QPictureDownloader Documentation
Table of contents
- Introduction
- Installation
- Update
- Overview
- Directories, indexes and files
- URL compiler
- Page Analysis
- License
Introduction
QPictureDownloader allows you to explore a combinatorial set of web pages and download every image (or whatever kind of file) linked by them.
The target set may be defined both statically through the URL compiler and dynamically, through the page analysis facilities.
Installation
QPictureDownloader is written in C++ using the toolkit Qt 4.3Instructions for Windows users
Download and execute the easy-to-use Windows-style installer.
Instructions for Linux users
Linux users may install QPictureDownloader either from an RPM package or from sources.
Installation from RPM
If you perform an installation from RPM, missing dependencies will be downloaded from the right repositories.
- Configure the fioreltech.net repository
-
Install the qpicturedownloader package
$ su -c "yum install qpicturedownloader"
Password: <your password>
Installation from sources
If you perform an installation from sources, you must resolve missing dependencies.

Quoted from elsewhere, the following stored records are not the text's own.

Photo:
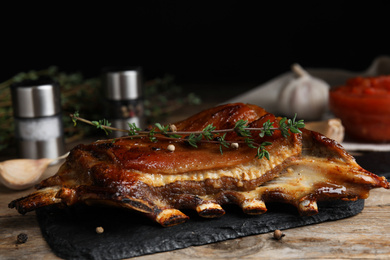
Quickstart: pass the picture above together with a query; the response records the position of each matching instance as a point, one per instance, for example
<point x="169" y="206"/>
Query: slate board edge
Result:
<point x="175" y="245"/>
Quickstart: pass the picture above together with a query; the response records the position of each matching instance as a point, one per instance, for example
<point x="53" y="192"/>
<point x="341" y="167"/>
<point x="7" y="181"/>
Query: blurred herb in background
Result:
<point x="161" y="97"/>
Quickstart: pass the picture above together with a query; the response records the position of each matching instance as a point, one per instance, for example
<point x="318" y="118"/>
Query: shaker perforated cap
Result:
<point x="32" y="99"/>
<point x="123" y="85"/>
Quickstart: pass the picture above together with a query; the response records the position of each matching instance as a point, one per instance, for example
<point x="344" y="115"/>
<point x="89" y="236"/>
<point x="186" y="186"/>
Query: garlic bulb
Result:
<point x="304" y="95"/>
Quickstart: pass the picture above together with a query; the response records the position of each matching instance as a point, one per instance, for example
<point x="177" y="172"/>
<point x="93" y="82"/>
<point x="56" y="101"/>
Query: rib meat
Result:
<point x="144" y="176"/>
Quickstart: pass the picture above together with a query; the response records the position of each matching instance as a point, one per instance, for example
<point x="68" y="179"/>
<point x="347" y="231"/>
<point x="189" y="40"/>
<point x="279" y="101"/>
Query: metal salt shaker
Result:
<point x="38" y="119"/>
<point x="124" y="99"/>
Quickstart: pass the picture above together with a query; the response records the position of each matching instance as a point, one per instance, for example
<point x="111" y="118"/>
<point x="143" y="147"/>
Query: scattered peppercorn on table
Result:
<point x="361" y="236"/>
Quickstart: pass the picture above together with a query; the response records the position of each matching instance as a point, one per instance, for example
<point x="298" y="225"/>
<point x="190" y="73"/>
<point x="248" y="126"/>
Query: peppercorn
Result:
<point x="22" y="238"/>
<point x="234" y="145"/>
<point x="171" y="148"/>
<point x="173" y="128"/>
<point x="278" y="235"/>
<point x="99" y="230"/>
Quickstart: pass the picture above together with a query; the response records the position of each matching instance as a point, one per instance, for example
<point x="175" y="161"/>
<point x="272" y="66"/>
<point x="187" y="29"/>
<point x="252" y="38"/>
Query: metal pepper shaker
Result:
<point x="38" y="119"/>
<point x="124" y="98"/>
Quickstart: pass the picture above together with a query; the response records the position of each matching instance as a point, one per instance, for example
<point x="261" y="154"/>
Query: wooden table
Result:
<point x="364" y="236"/>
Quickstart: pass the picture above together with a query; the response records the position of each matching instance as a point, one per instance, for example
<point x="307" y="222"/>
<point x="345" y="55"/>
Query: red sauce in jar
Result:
<point x="363" y="105"/>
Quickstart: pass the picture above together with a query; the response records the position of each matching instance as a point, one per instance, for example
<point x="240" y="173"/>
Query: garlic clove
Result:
<point x="20" y="174"/>
<point x="305" y="96"/>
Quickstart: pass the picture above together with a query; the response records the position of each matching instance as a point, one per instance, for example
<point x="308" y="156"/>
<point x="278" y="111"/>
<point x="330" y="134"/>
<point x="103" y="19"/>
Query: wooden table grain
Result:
<point x="363" y="236"/>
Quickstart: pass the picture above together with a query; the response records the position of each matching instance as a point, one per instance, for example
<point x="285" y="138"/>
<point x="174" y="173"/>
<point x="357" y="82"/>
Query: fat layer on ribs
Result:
<point x="146" y="177"/>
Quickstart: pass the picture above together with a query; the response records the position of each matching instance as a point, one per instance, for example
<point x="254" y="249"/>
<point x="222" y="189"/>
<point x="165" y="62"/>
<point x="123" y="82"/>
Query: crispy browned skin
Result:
<point x="144" y="176"/>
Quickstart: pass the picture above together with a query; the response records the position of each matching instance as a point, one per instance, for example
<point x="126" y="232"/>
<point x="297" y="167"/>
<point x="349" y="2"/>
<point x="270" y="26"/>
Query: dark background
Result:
<point x="222" y="42"/>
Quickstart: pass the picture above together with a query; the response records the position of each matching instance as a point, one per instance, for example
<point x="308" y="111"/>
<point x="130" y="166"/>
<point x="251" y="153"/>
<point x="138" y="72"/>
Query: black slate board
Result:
<point x="71" y="232"/>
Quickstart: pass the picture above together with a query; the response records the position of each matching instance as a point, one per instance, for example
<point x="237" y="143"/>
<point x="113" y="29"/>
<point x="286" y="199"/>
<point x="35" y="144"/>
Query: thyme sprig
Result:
<point x="209" y="134"/>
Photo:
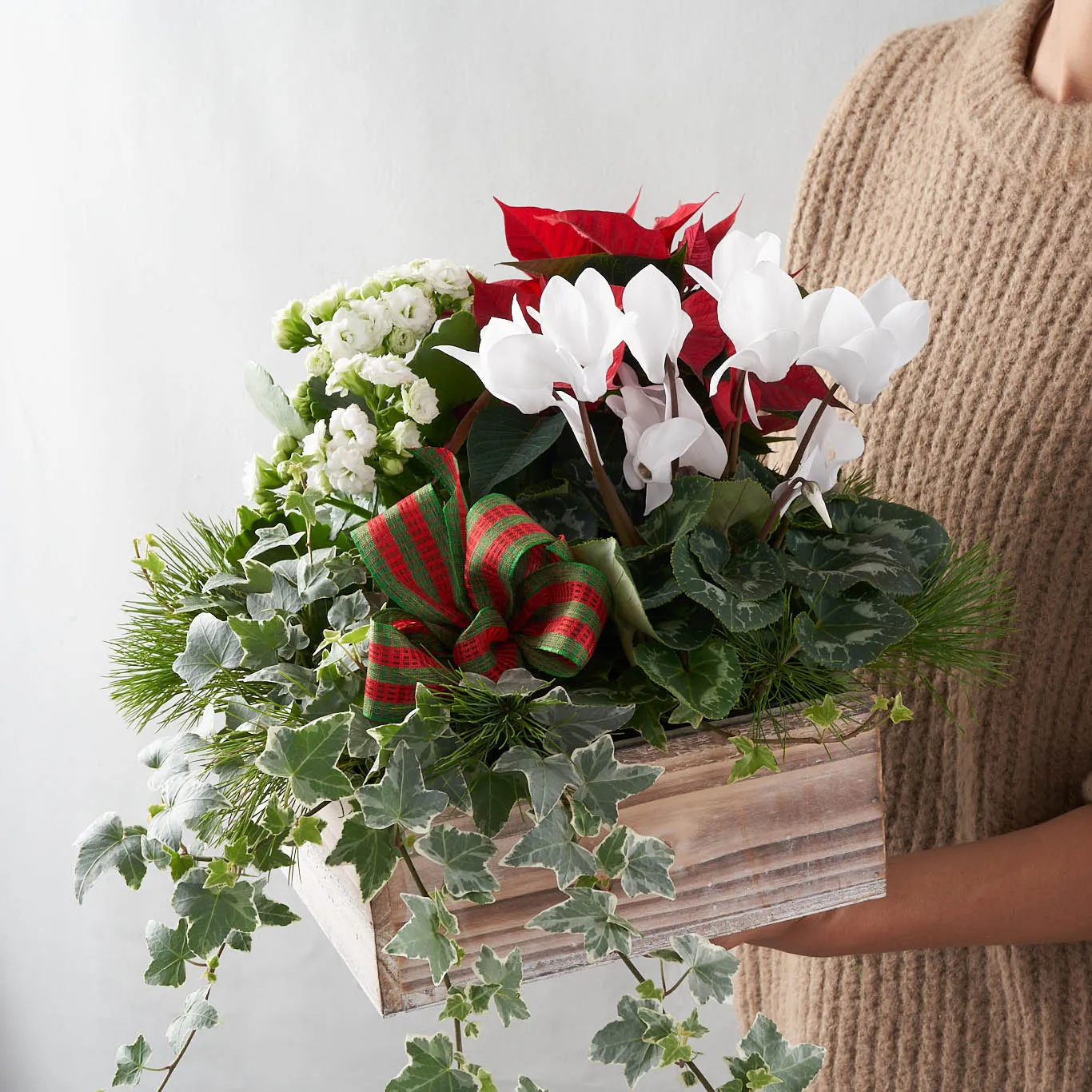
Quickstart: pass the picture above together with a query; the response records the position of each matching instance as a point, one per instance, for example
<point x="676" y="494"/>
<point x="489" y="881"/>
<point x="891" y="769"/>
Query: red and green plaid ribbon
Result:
<point x="484" y="590"/>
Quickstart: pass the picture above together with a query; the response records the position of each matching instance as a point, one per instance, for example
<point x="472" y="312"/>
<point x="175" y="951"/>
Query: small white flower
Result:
<point x="405" y="436"/>
<point x="411" y="308"/>
<point x="420" y="402"/>
<point x="358" y="325"/>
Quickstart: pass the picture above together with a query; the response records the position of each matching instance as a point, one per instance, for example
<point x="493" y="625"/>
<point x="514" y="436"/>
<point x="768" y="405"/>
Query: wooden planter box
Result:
<point x="778" y="845"/>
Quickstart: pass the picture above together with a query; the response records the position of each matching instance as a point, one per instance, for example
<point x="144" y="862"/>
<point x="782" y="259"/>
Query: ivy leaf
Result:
<point x="710" y="683"/>
<point x="492" y="797"/>
<point x="752" y="757"/>
<point x="169" y="951"/>
<point x="710" y="967"/>
<point x="645" y="868"/>
<point x="604" y="782"/>
<point x="370" y="852"/>
<point x="504" y="976"/>
<point x="427" y="935"/>
<point x="307" y="757"/>
<point x="196" y="1016"/>
<point x="464" y="855"/>
<point x="548" y="775"/>
<point x="131" y="1062"/>
<point x="261" y="641"/>
<point x="591" y="912"/>
<point x="623" y="1042"/>
<point x="551" y="844"/>
<point x="187" y="800"/>
<point x="429" y="1069"/>
<point x="401" y="797"/>
<point x="795" y="1066"/>
<point x="213" y="912"/>
<point x="105" y="844"/>
<point x="211" y="647"/>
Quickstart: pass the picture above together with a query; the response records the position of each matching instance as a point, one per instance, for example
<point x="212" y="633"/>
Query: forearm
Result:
<point x="1028" y="887"/>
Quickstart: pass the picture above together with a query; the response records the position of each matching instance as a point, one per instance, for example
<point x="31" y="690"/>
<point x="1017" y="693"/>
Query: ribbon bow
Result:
<point x="486" y="590"/>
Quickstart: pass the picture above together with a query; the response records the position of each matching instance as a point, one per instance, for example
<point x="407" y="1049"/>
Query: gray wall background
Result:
<point x="172" y="175"/>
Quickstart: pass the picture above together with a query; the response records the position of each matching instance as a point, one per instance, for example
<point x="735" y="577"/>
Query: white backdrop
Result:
<point x="173" y="173"/>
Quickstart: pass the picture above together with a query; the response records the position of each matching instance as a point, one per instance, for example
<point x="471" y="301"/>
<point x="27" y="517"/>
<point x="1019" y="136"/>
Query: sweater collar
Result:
<point x="1008" y="118"/>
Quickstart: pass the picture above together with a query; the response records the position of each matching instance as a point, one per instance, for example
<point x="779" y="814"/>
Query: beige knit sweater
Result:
<point x="940" y="165"/>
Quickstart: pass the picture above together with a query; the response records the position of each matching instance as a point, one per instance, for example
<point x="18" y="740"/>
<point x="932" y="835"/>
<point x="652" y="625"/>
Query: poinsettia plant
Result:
<point x="506" y="524"/>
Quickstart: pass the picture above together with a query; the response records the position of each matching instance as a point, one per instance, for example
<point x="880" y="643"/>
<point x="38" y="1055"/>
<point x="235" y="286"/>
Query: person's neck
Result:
<point x="1061" y="62"/>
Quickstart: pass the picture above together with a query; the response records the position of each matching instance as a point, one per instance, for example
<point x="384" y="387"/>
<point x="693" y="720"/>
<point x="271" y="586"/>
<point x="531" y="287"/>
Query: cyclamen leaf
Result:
<point x="429" y="1069"/>
<point x="105" y="844"/>
<point x="623" y="1042"/>
<point x="591" y="912"/>
<point x="169" y="951"/>
<point x="710" y="966"/>
<point x="464" y="855"/>
<point x="308" y="758"/>
<point x="211" y="647"/>
<point x="796" y="1067"/>
<point x="197" y="1014"/>
<point x="213" y="912"/>
<point x="131" y="1062"/>
<point x="504" y="978"/>
<point x="372" y="852"/>
<point x="401" y="797"/>
<point x="604" y="782"/>
<point x="551" y="845"/>
<point x="548" y="775"/>
<point x="427" y="935"/>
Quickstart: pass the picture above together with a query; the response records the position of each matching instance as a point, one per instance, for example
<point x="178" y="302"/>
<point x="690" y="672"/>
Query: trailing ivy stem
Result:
<point x="703" y="1080"/>
<point x="463" y="428"/>
<point x="802" y="447"/>
<point x="405" y="853"/>
<point x="169" y="1071"/>
<point x="620" y="518"/>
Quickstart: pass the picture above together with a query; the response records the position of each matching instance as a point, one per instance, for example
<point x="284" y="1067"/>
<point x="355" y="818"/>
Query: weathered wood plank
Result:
<point x="775" y="847"/>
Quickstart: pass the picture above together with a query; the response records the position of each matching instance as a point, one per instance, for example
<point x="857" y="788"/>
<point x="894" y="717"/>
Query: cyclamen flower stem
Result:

- Download the sources of QPictureDownloader
-
Unpack the sources
$ tar xvzf qpicturedownloader-2.0.0.tar.gz -
Enter in the source tree
$ cd qpicturedownloader-2.0.0 -
Create the Makefile
$ chmod +x ./configure
$ ./configureThe script may fail when it isn't able to detect the tool qmake belonging to the toolkit Qt 4.x. In that case you must save in the environment variable QMAKE the path to the homonymous program and execute the script again.
$ QMAKE=<path-to-qmake>
$ ./configure -
Build QPictureDownloader
$ make -
Install QPictureDownloader
$ su -c "make install"
Password: <your password>
Update
At every startup QPictureDownloader connects to www.fioreltech.net server, in order to verify if there is a newer version of the program. In the affirmative case, a label is shown in the very right of the status bar and it may be clicked to open in the default browser a page describing the instructions for the update.
Overview
The average user should deal exclusively with the main window.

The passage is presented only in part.